Clothing as Visual Language in the Long Eighteenth Century Panel at the American Society for Eighteenth Century Studies (ASECS) Annual Conference
Where: Minneapolis, Minnesota, USA
When: March 30 to April 2, 2017
Submission Guidelines: Proposals for papers should be sent directly to the session chair, Kristin O’Rourke, no later than 15 September 2016. Please include your telephone and fax numbers and e-mail address. The session chair should be informed of any audio-visual needs and special scheduling requests. Presentations by younger and untenured scholars are warmly encouraged.

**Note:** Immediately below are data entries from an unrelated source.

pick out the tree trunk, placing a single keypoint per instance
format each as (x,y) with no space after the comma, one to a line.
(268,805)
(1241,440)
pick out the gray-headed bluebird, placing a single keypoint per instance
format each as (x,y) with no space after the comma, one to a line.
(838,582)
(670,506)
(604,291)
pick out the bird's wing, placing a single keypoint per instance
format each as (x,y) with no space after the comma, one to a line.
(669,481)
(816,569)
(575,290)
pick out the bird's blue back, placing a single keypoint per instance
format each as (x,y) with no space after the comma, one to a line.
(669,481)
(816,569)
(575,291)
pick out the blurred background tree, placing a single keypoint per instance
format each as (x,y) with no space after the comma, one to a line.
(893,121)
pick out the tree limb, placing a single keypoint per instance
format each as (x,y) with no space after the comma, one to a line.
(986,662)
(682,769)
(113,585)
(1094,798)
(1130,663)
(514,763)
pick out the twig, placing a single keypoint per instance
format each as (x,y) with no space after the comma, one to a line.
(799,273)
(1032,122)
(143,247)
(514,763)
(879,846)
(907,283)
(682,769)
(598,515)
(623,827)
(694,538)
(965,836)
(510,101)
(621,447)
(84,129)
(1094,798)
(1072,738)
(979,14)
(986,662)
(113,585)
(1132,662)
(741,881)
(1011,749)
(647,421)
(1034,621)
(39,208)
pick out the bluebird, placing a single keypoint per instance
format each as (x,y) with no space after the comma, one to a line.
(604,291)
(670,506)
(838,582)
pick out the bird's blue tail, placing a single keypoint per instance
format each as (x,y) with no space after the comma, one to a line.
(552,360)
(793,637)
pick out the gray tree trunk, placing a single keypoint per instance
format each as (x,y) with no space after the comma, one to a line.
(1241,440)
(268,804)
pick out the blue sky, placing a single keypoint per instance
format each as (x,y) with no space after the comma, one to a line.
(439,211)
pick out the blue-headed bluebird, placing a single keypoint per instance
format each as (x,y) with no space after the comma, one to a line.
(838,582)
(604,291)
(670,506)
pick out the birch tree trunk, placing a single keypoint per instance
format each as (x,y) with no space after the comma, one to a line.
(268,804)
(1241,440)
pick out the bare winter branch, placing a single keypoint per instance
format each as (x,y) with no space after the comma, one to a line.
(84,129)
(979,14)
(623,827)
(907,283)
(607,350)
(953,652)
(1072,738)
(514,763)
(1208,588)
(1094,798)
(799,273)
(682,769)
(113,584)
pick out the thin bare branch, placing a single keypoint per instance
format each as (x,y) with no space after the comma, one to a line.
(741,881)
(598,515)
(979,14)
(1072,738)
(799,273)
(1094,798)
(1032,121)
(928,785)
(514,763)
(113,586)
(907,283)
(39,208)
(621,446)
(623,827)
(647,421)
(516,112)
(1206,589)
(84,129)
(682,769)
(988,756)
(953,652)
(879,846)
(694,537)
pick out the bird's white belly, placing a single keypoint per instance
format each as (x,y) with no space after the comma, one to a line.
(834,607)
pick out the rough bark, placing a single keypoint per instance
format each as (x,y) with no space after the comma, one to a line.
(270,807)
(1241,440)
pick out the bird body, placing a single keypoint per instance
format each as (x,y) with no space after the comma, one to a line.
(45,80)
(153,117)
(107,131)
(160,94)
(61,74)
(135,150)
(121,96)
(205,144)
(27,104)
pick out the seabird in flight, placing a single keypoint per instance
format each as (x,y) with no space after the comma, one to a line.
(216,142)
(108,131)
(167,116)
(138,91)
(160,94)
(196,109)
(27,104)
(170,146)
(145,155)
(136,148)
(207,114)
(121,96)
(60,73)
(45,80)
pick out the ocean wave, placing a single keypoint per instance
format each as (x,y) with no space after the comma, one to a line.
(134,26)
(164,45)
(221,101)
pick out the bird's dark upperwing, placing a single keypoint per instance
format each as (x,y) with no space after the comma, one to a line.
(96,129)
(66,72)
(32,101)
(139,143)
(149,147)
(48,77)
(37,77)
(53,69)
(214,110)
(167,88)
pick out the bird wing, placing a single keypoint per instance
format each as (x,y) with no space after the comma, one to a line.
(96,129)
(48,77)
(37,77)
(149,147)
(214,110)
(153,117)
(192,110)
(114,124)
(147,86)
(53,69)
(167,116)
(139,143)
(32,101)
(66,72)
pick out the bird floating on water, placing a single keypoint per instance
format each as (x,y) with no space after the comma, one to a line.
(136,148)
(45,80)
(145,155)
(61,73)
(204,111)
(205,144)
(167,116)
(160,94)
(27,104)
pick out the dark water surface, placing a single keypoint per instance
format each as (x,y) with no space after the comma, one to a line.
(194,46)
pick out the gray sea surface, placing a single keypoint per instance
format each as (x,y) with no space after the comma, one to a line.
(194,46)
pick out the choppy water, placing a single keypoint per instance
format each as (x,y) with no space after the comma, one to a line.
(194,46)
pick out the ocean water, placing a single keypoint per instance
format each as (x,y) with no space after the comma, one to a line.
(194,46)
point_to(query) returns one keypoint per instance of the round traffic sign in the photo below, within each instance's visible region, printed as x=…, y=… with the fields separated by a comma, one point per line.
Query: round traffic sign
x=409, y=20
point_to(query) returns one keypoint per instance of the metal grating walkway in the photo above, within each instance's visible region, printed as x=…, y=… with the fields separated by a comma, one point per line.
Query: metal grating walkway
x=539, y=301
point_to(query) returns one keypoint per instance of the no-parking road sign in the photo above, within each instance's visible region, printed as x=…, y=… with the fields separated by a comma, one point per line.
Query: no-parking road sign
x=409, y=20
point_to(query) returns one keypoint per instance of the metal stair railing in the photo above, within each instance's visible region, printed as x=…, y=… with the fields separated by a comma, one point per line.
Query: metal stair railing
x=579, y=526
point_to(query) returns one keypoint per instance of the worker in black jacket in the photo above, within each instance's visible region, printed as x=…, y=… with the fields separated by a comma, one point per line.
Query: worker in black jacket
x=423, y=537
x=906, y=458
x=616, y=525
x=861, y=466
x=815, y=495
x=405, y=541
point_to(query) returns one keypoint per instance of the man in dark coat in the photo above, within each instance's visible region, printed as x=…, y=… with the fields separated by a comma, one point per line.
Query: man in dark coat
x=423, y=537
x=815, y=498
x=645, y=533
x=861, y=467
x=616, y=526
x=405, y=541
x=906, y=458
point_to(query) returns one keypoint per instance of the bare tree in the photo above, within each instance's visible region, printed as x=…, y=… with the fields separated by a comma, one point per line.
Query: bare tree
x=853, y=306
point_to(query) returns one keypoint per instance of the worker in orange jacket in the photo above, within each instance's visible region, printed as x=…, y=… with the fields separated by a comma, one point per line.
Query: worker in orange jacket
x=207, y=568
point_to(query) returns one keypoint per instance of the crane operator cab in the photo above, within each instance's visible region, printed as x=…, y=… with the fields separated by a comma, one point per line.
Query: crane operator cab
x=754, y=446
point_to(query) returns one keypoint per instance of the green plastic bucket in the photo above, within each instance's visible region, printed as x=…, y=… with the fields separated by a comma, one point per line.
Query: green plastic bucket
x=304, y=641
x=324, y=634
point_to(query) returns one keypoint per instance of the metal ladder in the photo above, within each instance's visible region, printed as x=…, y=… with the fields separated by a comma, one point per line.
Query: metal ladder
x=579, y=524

European clothing styles changed dramatically over the course of the eighteenth century, as did their depiction in the arts of the time. While the nervous draperies of late seventeenth-early eighteenth century portraits lend a dynamism and power to the elite subject, the mid-century emphasis on up-to-the-minute fashion and the meticulous representation of fabric and cuts bring a sense of realism to both the glittering upper-class world and lower domestic sphere. By contrast, the later eighteenth century classical revival meant, on the whole, a more abstracted perception of clothing in art as covering or draping the idealized, timeless body, rather than rendering it contemporary and tactile. Can we read clothing in the arts as an expressive language that offers clues as to the power of dress in conveying messages related to social and economic status, craft, fashion, trade, and so forth? Building upon recent work by social, cultural, and art historians on the construction, utility, appropriation, and circulation of clothing as material object and as artisanal product, this panel seeks interdisciplinary papers that explore the multiple meanings of clothing in the visual arts and the connection to ‘real’ clothing. The panel welcomes papers on all aspects of clothing and in all artistic media.